Bohm diffusion is the diffusion of plasma across a magnetic field with a diffusion coefficient equal to

$D_{Bohm} = \frac{1}{16}\,\frac{k_BT}{eB}$,

where B is the magnetic field strength, T is the temperature, and e is the elementary charge.

It was first observed in 1946 by David Bohm, E. H. S. Burhop, and Harrie Massey while studying magnetic arcs for use in isotope separation. It has since been observed that many other plasmas follow this law.
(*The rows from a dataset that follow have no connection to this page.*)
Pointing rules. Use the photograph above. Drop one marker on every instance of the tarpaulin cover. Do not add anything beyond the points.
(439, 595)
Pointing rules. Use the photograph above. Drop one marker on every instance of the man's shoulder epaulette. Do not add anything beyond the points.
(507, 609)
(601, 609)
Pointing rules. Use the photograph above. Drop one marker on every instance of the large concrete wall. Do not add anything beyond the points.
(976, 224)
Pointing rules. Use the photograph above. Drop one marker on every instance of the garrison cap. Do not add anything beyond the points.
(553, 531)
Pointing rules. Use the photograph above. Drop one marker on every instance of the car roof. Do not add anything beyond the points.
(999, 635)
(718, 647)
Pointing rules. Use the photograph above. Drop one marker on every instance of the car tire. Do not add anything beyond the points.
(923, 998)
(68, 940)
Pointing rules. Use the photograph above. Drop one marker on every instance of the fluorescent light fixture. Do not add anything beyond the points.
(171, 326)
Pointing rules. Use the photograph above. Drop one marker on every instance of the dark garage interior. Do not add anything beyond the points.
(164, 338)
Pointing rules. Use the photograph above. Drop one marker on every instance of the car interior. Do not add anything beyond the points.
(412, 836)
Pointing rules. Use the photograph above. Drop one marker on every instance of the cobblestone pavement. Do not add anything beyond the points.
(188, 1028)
Fortunately there are exceptions where the diffusion rate is lower, otherwise there would be no hope of achieving practical fusion energy.
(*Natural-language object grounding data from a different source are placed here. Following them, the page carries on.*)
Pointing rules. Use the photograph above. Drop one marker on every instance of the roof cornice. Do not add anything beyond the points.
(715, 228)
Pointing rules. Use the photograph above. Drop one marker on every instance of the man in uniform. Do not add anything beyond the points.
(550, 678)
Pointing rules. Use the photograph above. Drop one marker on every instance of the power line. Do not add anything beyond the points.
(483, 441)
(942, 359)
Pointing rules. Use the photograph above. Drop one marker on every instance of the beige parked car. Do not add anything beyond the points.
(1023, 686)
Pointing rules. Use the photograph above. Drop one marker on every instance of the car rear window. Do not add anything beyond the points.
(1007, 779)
Generally diffusion can be modelled as a random walk of steps of length δ and time τ. If the diffusion is collisional, then δ is the mean free path and τ is the inverse of the collision frequency. The diffusion coefficient D can be expressed variously as

$D = \frac{\delta^{2}}{\tau}=v^{2}\tau=\delta\,v,$

where v = δ/τ is the velocity between collisions.

In a magnetized plasma, the collision frequency is usually small compared to the gyrofrequency, so that the step size is the gyroradius ρ and the step time is the inverse of the collision frequency ν, leading to D = ρ²ν. If the collision frequency is larger than the gyrofrequency, then the particles can be considered to move freely with the thermal velocity vth between collisions, and the diffusion coefficient takes the form D = vth²/ν. Evidently the classical (collisional) diffusion is maximum when the collision frequency is equal to the gyrofrequency, in which case D = ρ²ωc = vth²/ωc. Substituting ρ = vthc, vth = (kBT/m)1/2, and ωc = eB/m, we arrive at D = kBT/eB, which is the Bohm scaling. Considering the approximate nature of this derivation, the missing 1/16 in front is no cause for concern. Therefore, at least within a factor of order unity, Bohm diffusion is always greater than classical diffusion.

In the common low collisionality regime, classical diffusion scales with 1/B², compared with the 1/B dependence of Bohm diffusion. This distinction is often used to distinguish between the two.

In light of the calculation above, it is tempting to think of Bohm diffusion as classical diffusion with an anomalous collision rate that maximizes the transport, but the physical picture is different. Anomalous diffusion is the result of turbulence. Regions of higher or lower electric potential result in eddies because the plasma moves around them with the E-cross-B drift velocity equal to E/B. These eddies play a similar role to the gyro-orbits in classical diffusion, except that the physics of the turbulence can be such that the decorrelation time is approximately equal to the turn-over time, resulting in Bohm scaling. Another way of looking at it is that the turbulent electric field is approximately equal to the potential perturbation divided by the scale length δ, and the potential perturbation can be expected to be a sizeable fraction of the kBT/e. The turbulent diffusion constant D = δv is then independent of the scale length and is approximately equal to the Bohm value.